Right now there are hundreds of senior citizens on waiting lists for affordable homes in Palo Alto people who want to live in the community where they have lived and/or worked for many years. Your yes vote on Measure D will allow us to address this unmet need with 60 more affordable one-bedroom apartments and reduce that waiting list in a meaningful way.
I voted for this project because it is a better alternative for the neighborhood than the existing zoning in terms of traffic, safety, parking and preserving the look and feel of the single-family neighborhood. This project is a far less dense alternative than the existing zoning and will generate less traffic and other impacts.
Seniors do best when they can stay in their community and maintain their support networks. We need to protect and support our seniors as a community and this project does that.
Opponents claim the project is too dense for the location, that the location is not a good place for senior housing, and that increased traffic will put school children at risk.
We listened to the input from citizens through the hearing process and we learned of the concerns about traffic, especially on Maybell.
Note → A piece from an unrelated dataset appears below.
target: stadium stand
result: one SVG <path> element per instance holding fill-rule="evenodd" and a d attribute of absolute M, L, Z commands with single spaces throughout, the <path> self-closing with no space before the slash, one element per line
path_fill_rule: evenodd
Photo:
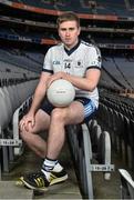
<path fill-rule="evenodd" d="M 48 47 L 59 42 L 55 19 L 60 11 L 65 10 L 80 16 L 81 38 L 96 44 L 103 58 L 96 116 L 87 124 L 66 128 L 82 197 L 97 198 L 95 173 L 102 172 L 104 180 L 111 181 L 114 153 L 118 154 L 122 168 L 126 168 L 133 178 L 133 8 L 131 0 L 0 0 L 1 180 L 24 151 L 18 122 L 32 101 Z M 120 169 L 118 172 L 121 198 L 133 198 L 133 180 L 126 171 Z"/>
We came to the conclusion that this project would have lower impacts on the neighborhood than any project that could be built under current zoning.
A private developer building under the existing zoning would likely construct 46 residences, all of which could be three- to four-bedroom homes. Common sense tells me that 46 families will generate more traffic and impacts on the surrounding neighborhood and in the neighborhood schools than would 60 affordable one-bedroom senior apartments and only 12 families.
The traffic analysis and experience with existing senior residential facilities in Palo Alto confirm that there will not be any significant increase to traffic or increased risk to bicycle or pedestrian safety by adding seniors to this neighborhood.
The project is located next to two existing apartment complexes the 100-foot, eight-story Tan Plaza apartments and the Arastradero Park Apartments with 66 affordable family units. The Maybell affordable senior apartments will be set back more than 100 feet from the Maybell and Clemo sidewalks. All of the mature healthy trees on Clemo will be preserved to provide additional screening of the project.
The Palo Alto Housing Corporation manages the neighboring Arastradero Park Apartments where they offer many social, health and wellness, and educational programs for residents. These programs will also be available to the residents living in the Maybell affordable senior apartments. A shared van will also be provided to decrease car ownership.
Opponents claim that this project was not properly studied, lacked public review, and neighborhood concerns were not taken into consideration. This is just not true.
Beginning with a City Council study session in September 2012, more than nine months of public discussions took place before final City Council approval on June 28, 2013. The project was reviewed numerous times by the City Council, the Planning and Transportation Commission, the Architectural Review Board, and public comment was taken at every step. Additionally, before the final City Council vote, the Palo Alto Housing Corporation held at least three voluntary community meetings in the neighborhood, allowing residents to ask questions and provide input. They also had numerous one-on-one meetings with neighbors to address concerns.
I personally participated in a 10-hour negotiating session with PAHC and neighborhood leaders that led to the elimination of three market-rate homes, plus numerous site and design changes to further address traffic, safety and aesthetic concerns while still maintaining a financially viable project.
We also are aware that many Barron Park and Green Acres neighbors strongly support Measure D including people who live across the street and in close proximity to the proposed site.
For me a no vote would be a lost opportunity to provide needed affordable housing for Palo Alto seniors and to protect the neighborhood from the impacts that will occur if a project is built under the current zoning.
If you agree we need more affordable senior housing, then I urge you to vote yes on Measure D. I will be voting yes on Measure D. I hope you'll join me.